Before adjourning the meeting, Hale addressed the accusers. They sat side by side in the front pews, quiet and still. There were no sudden screams of pain or fits of rolling around on the floor today. They knew the jig was up.
“I do not say as you lied,” Hale told them, “but I think you may have been misled by your eagerness to be of service to
God and your community. Pray you this night and ask that you be shown the truth of your visions. Be not swayed by wealth, by ableness of body or color of skin, by suggestion from others. If after you do so pray, still you be tormented, then come Sunday and make your accusation in front of the congregation that all may hear.”
Yeah, no one was going to do that.
The hearing ended. The witch trials were over. The jailer looked at me and Tituba and shrugged, then simply walked away. I shook Tituba’s hand and asked her where she’d go and she said her master would expect her back, which reminded me that the witch trials were only one small part of what was wrong with this world.
Ezekiel had managed to fight his way through the crowd to the front of the room by then. He reached me just as Mr. Cheever did.
“I do apologize for your troubles in Salem, Mr. Johnson,” the elder Cheever said. “You be welcome in my home for so long as you care to stay.”
I thanked him for the invitation, then drifted away to give father and son privacy for the conversation they needed to have.
There were others who shook my hand and plenty who ignored me. Hathorne promised to engage my services whenever they needed a court stenographer. I’d take the work, but it didn’t escape me that the men of privilege who’d started this witch hunt—Corwin, Hathorne, Parris—weren’t paying any price for it, nor was any compensation being offered to those who’d been beaten, imprisoned, starved, and accused, as though to stop doing those things were reparation enough.

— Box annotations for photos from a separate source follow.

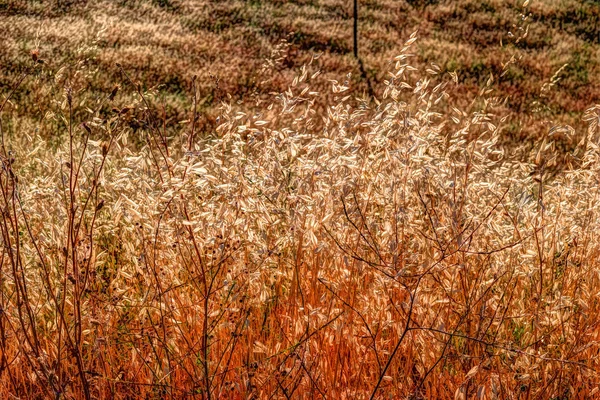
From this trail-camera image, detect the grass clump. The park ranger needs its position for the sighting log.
[0,20,600,399]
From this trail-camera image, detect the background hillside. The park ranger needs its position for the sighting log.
[0,0,600,144]
[0,0,600,400]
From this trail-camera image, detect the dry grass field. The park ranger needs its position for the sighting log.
[0,0,600,400]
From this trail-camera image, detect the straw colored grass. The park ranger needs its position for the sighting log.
[0,3,600,399]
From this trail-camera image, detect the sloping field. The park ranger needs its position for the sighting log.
[0,0,600,400]
[0,0,600,140]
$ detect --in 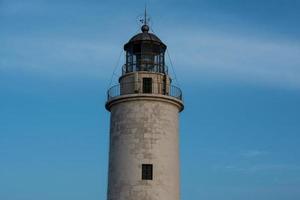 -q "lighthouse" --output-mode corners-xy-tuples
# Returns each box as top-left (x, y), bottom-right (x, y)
(105, 12), (184, 200)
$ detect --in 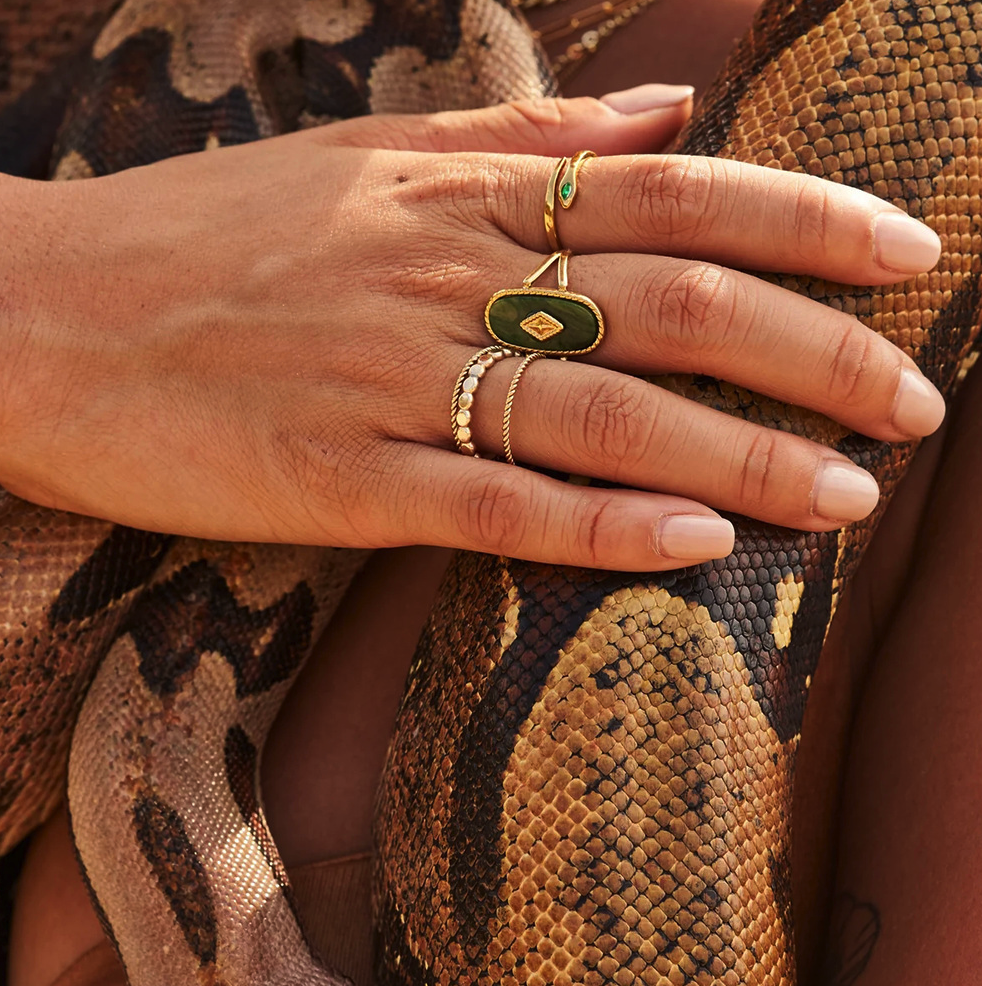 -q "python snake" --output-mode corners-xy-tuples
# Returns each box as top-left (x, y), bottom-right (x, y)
(0, 0), (982, 986)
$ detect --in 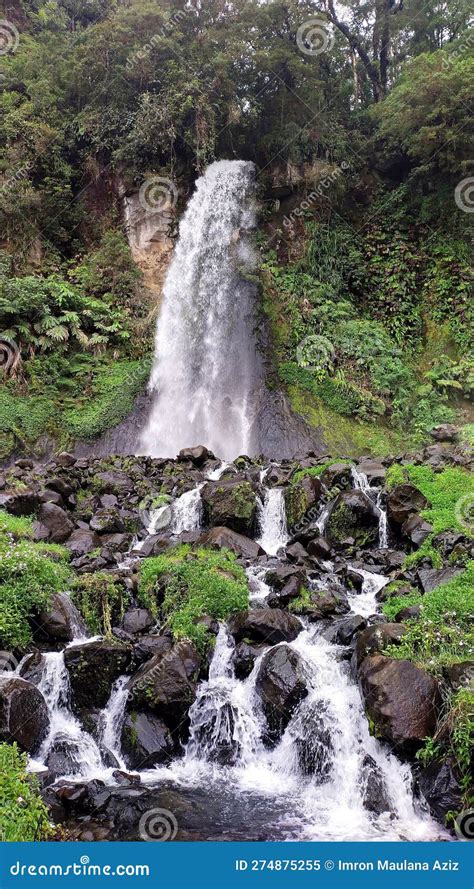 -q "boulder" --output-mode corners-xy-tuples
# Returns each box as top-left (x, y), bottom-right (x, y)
(255, 645), (308, 743)
(127, 641), (201, 737)
(325, 491), (379, 547)
(284, 475), (323, 534)
(198, 527), (265, 560)
(178, 445), (214, 467)
(417, 759), (463, 823)
(0, 673), (49, 753)
(228, 608), (303, 645)
(66, 529), (100, 558)
(355, 623), (406, 667)
(201, 478), (257, 537)
(402, 513), (433, 546)
(34, 503), (74, 543)
(64, 639), (132, 711)
(121, 608), (155, 636)
(359, 654), (441, 754)
(121, 711), (174, 769)
(89, 507), (125, 534)
(387, 484), (430, 525)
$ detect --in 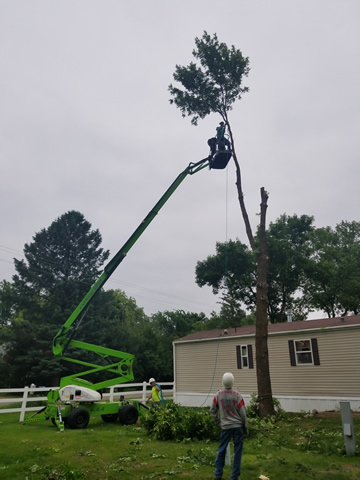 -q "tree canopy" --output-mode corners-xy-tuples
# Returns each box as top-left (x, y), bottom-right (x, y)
(169, 31), (250, 125)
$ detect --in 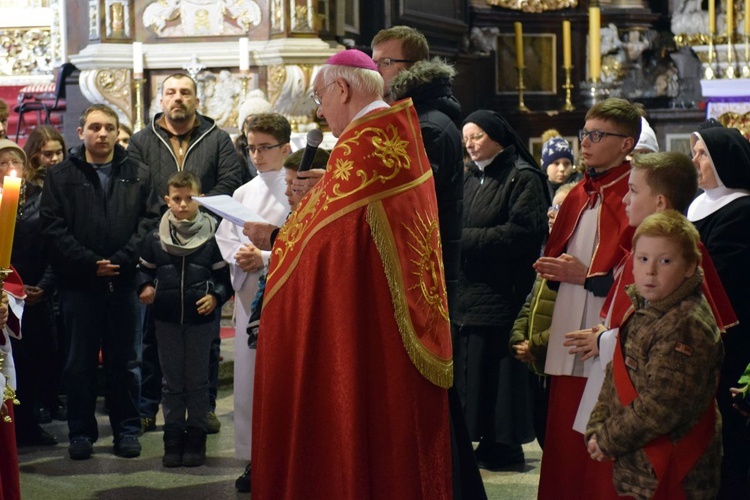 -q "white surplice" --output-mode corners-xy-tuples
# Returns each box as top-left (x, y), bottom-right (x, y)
(216, 168), (290, 462)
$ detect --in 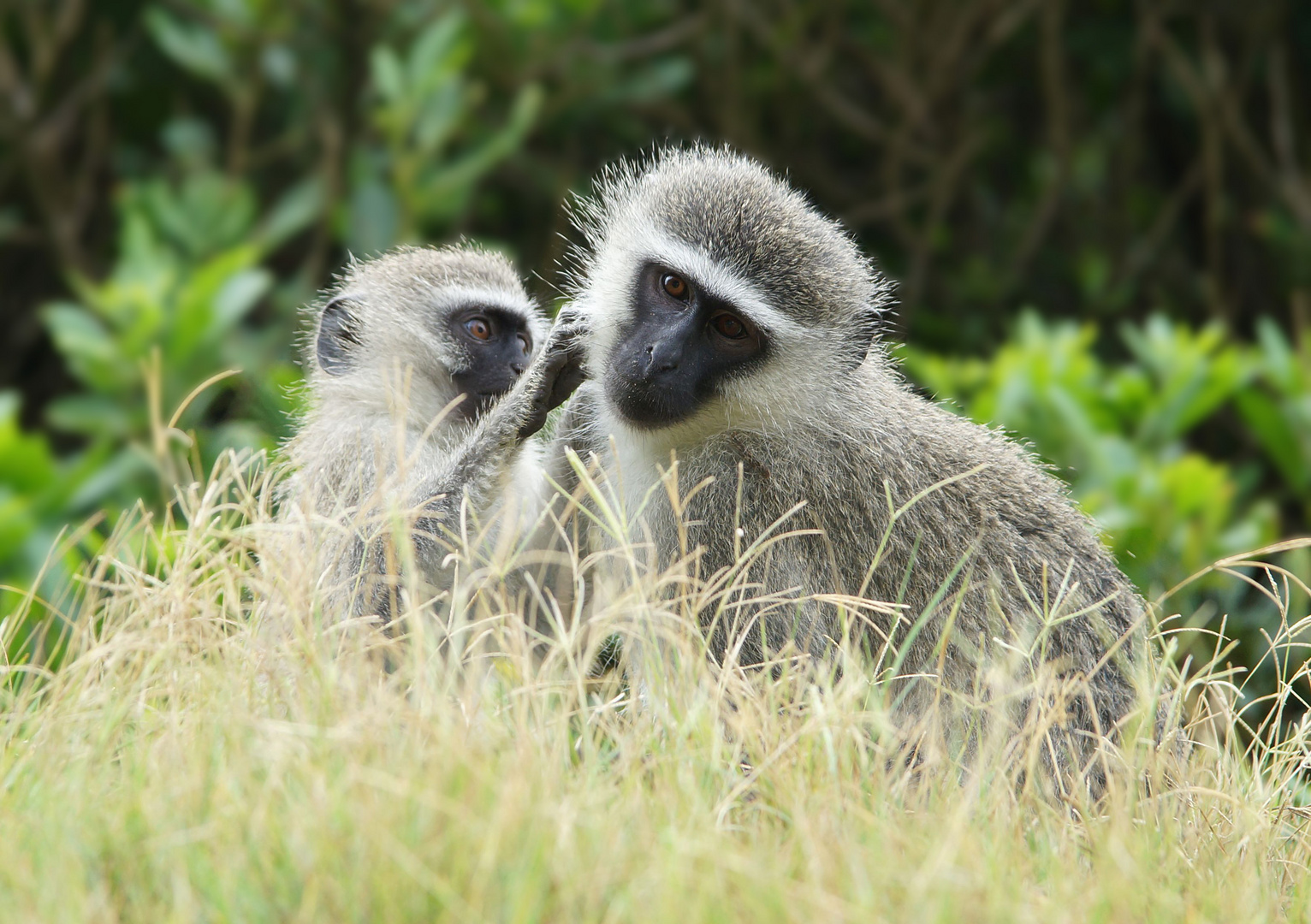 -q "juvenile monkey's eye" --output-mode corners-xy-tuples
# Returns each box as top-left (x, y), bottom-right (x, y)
(660, 273), (690, 301)
(710, 312), (746, 340)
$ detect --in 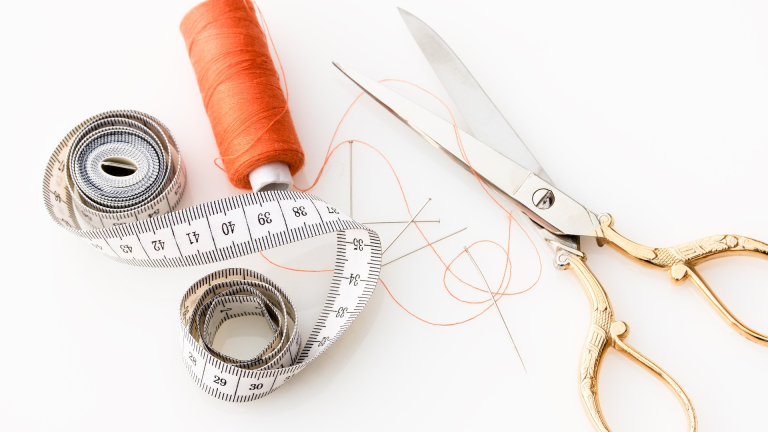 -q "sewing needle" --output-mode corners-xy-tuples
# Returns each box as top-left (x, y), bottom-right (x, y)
(381, 198), (432, 255)
(381, 226), (467, 267)
(360, 219), (440, 225)
(464, 246), (528, 374)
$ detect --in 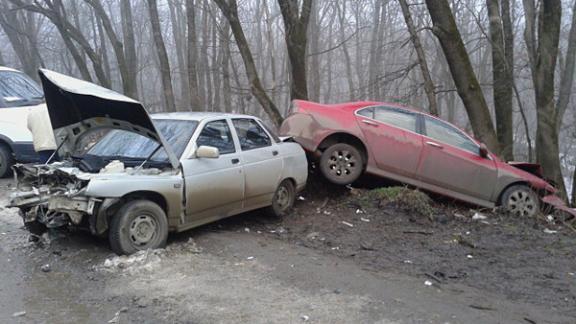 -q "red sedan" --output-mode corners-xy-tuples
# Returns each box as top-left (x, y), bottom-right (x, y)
(280, 100), (574, 216)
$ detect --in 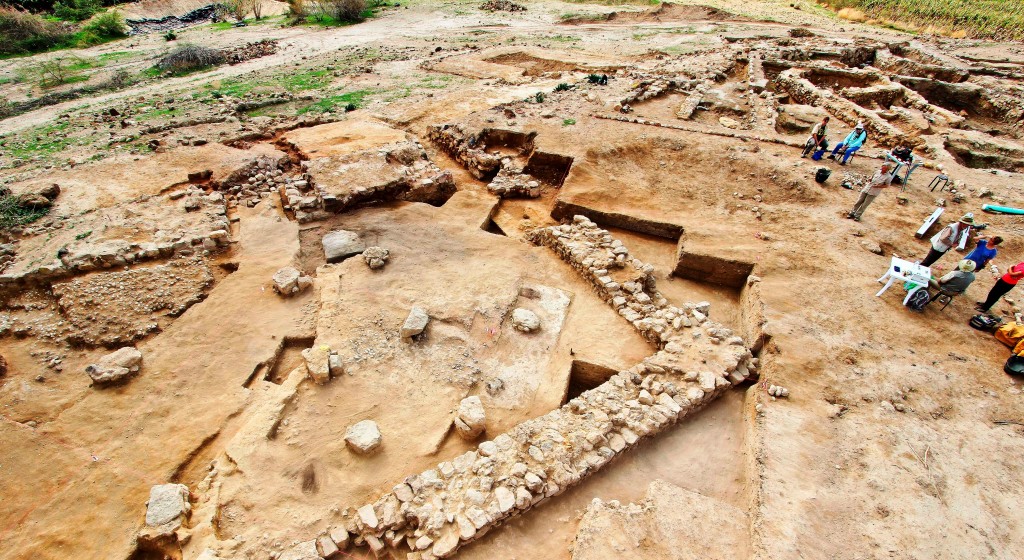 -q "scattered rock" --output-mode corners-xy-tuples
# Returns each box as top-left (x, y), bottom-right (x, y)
(345, 420), (381, 455)
(718, 117), (739, 128)
(512, 307), (541, 333)
(85, 346), (142, 385)
(768, 385), (790, 398)
(302, 344), (331, 385)
(323, 229), (367, 263)
(860, 240), (885, 255)
(455, 395), (486, 439)
(272, 266), (313, 298)
(362, 247), (391, 270)
(145, 484), (191, 531)
(399, 307), (430, 341)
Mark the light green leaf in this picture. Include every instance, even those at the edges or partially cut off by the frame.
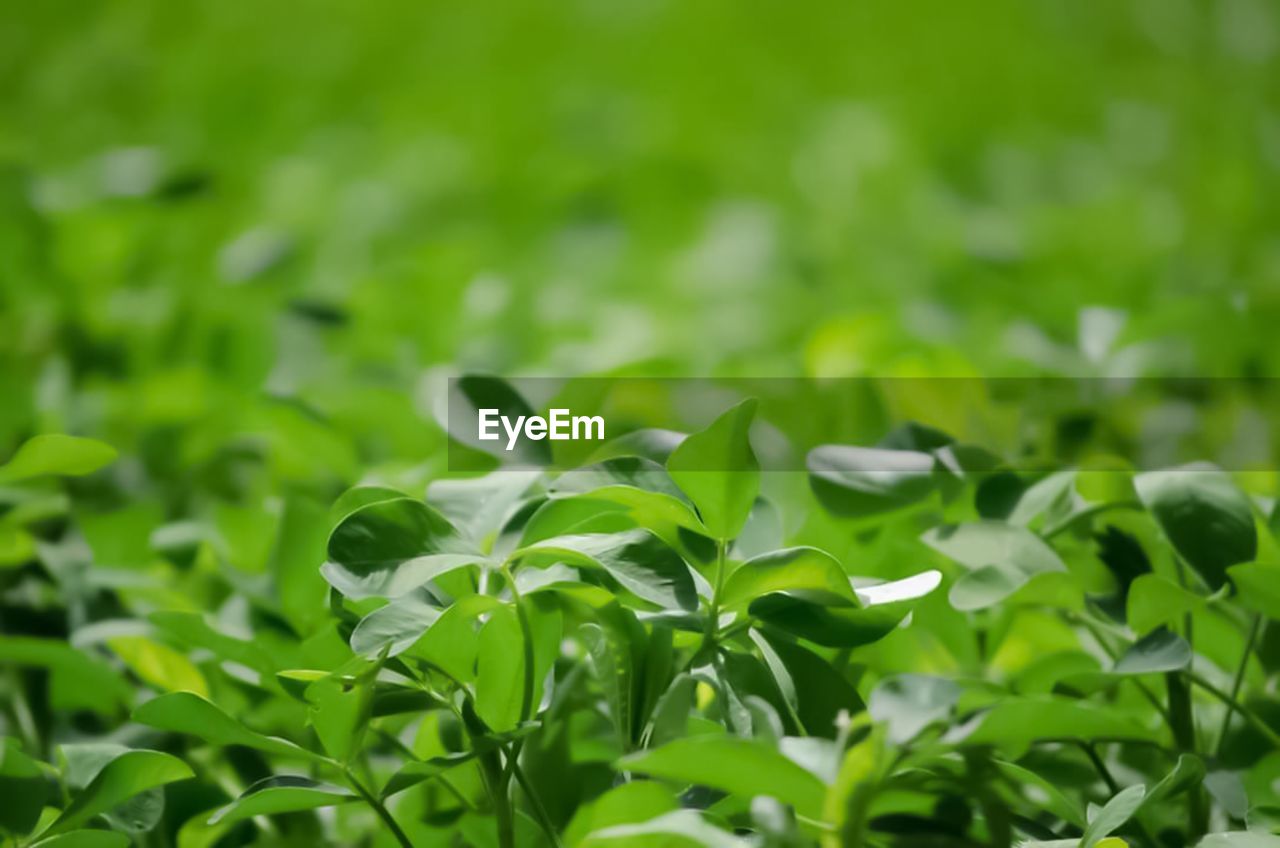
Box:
[45,751,195,835]
[867,674,960,744]
[1134,462,1258,589]
[992,760,1085,830]
[0,738,52,835]
[1196,830,1280,848]
[321,498,485,601]
[617,735,827,817]
[209,775,356,825]
[0,635,133,715]
[513,530,698,610]
[923,521,1066,611]
[106,635,209,697]
[805,444,937,518]
[581,810,749,848]
[147,610,275,674]
[0,433,116,483]
[1080,784,1147,848]
[1111,628,1192,674]
[133,692,323,760]
[748,571,941,648]
[721,547,858,610]
[31,830,129,848]
[1125,566,1208,633]
[1226,562,1280,620]
[1139,753,1204,810]
[667,400,760,539]
[962,696,1160,752]
[564,780,678,845]
[351,587,443,657]
[403,594,502,683]
[476,606,525,733]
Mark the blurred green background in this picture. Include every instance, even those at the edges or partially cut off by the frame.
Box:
[0,0,1280,479]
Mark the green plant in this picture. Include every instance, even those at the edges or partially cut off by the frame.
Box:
[0,384,1280,848]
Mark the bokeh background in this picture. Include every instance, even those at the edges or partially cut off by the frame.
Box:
[0,0,1280,485]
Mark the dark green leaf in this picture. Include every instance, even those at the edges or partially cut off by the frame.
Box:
[209,776,356,825]
[618,735,827,817]
[806,444,937,518]
[667,400,760,539]
[1133,462,1258,589]
[517,530,698,610]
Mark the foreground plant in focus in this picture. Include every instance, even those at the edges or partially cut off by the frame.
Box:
[0,394,1280,848]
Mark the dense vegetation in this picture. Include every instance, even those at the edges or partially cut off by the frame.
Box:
[0,0,1280,848]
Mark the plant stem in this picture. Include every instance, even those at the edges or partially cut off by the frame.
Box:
[703,539,728,647]
[1188,673,1280,748]
[1041,501,1142,541]
[1165,555,1208,843]
[342,766,413,848]
[515,763,561,848]
[1213,612,1262,754]
[1080,739,1120,795]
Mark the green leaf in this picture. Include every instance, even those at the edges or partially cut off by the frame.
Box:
[617,735,827,817]
[1125,566,1208,633]
[581,810,750,848]
[1134,462,1258,589]
[381,721,539,798]
[1080,784,1147,848]
[31,830,131,848]
[269,496,332,634]
[0,433,116,483]
[1111,628,1192,674]
[351,587,442,657]
[667,400,760,539]
[805,444,937,518]
[962,696,1160,751]
[992,760,1085,824]
[564,780,678,845]
[133,692,323,761]
[867,674,960,744]
[106,635,209,697]
[306,666,376,763]
[1226,562,1280,620]
[445,374,552,465]
[548,456,689,502]
[923,521,1066,611]
[513,529,698,610]
[45,751,195,835]
[1139,753,1204,810]
[476,606,525,733]
[0,738,54,834]
[209,775,356,825]
[147,611,275,674]
[751,630,867,738]
[403,594,502,683]
[321,498,485,601]
[0,635,133,715]
[748,571,942,648]
[721,547,858,610]
[1196,830,1280,848]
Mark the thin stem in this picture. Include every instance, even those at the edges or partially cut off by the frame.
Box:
[1213,614,1262,753]
[1041,501,1142,541]
[1165,555,1208,842]
[515,763,561,848]
[1080,740,1120,795]
[703,539,728,646]
[1071,615,1172,724]
[342,766,413,848]
[1187,671,1280,748]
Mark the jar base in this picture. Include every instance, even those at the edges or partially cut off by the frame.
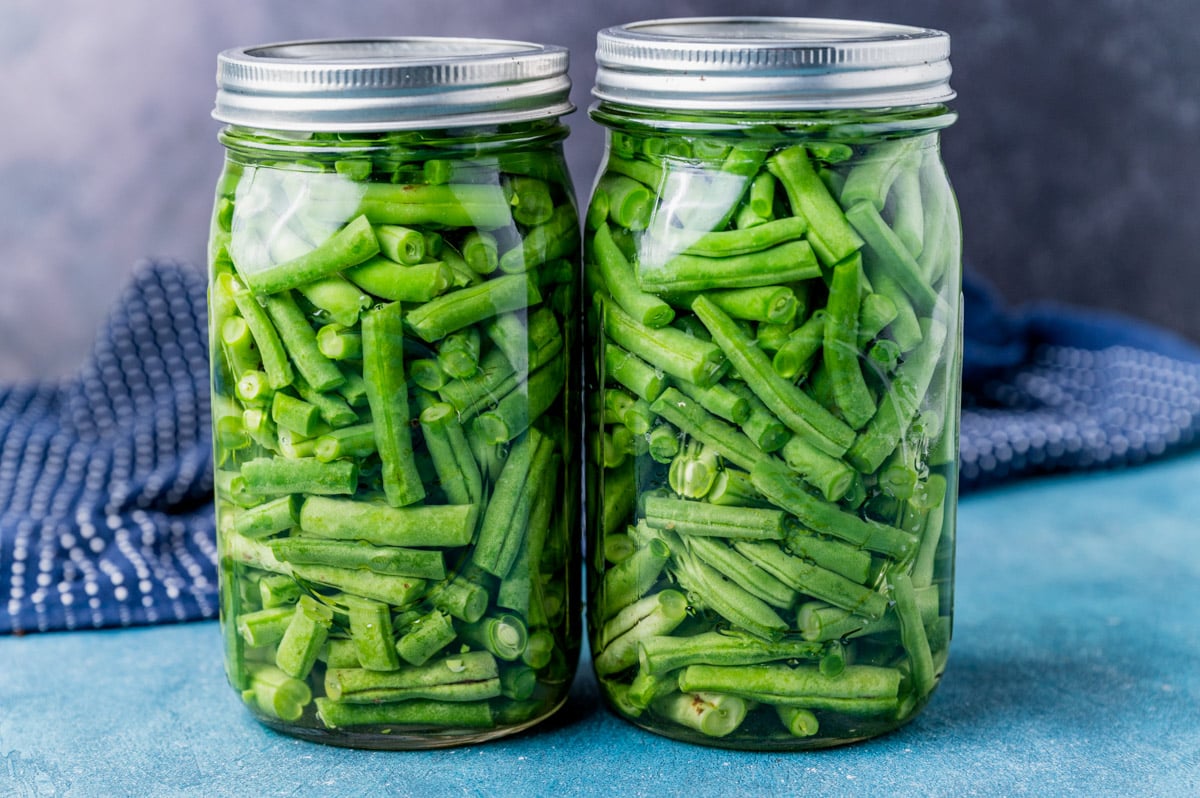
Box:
[601,690,929,754]
[251,695,568,751]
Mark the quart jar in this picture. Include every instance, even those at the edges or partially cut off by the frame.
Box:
[209,38,582,749]
[584,18,961,750]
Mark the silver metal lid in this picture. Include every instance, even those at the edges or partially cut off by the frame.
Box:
[212,36,575,132]
[593,17,954,110]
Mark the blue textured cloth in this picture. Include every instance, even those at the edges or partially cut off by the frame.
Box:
[0,262,1200,634]
[0,263,217,632]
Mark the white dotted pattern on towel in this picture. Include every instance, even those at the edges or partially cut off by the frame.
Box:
[0,262,217,632]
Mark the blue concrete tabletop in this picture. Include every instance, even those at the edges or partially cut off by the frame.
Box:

“Work it out with your father?” I asked Ezekiel from my spot behind him on Daffy’s back as we headed away from Salem.
He nodded. “I shall go to seminary in the fall. And I shall remain in his home until then.” Ezekiel sighed. “He knows now that Corwin and Hathorne were wrong, but do not yet see that he were wrong himself. But for me, I see how I were wrong.”
“You? When were you ever wrong?”
“How have I not been wrong? I thought as the world did spin as God determined and that He had no need of me to set it right, but I do see now as I am His hands and His voice. No more shall I look away, nor allow that others should. What you have said shall happen, Luther, that the Bible be a weapon meant to harm—I shall not allow that to happen.”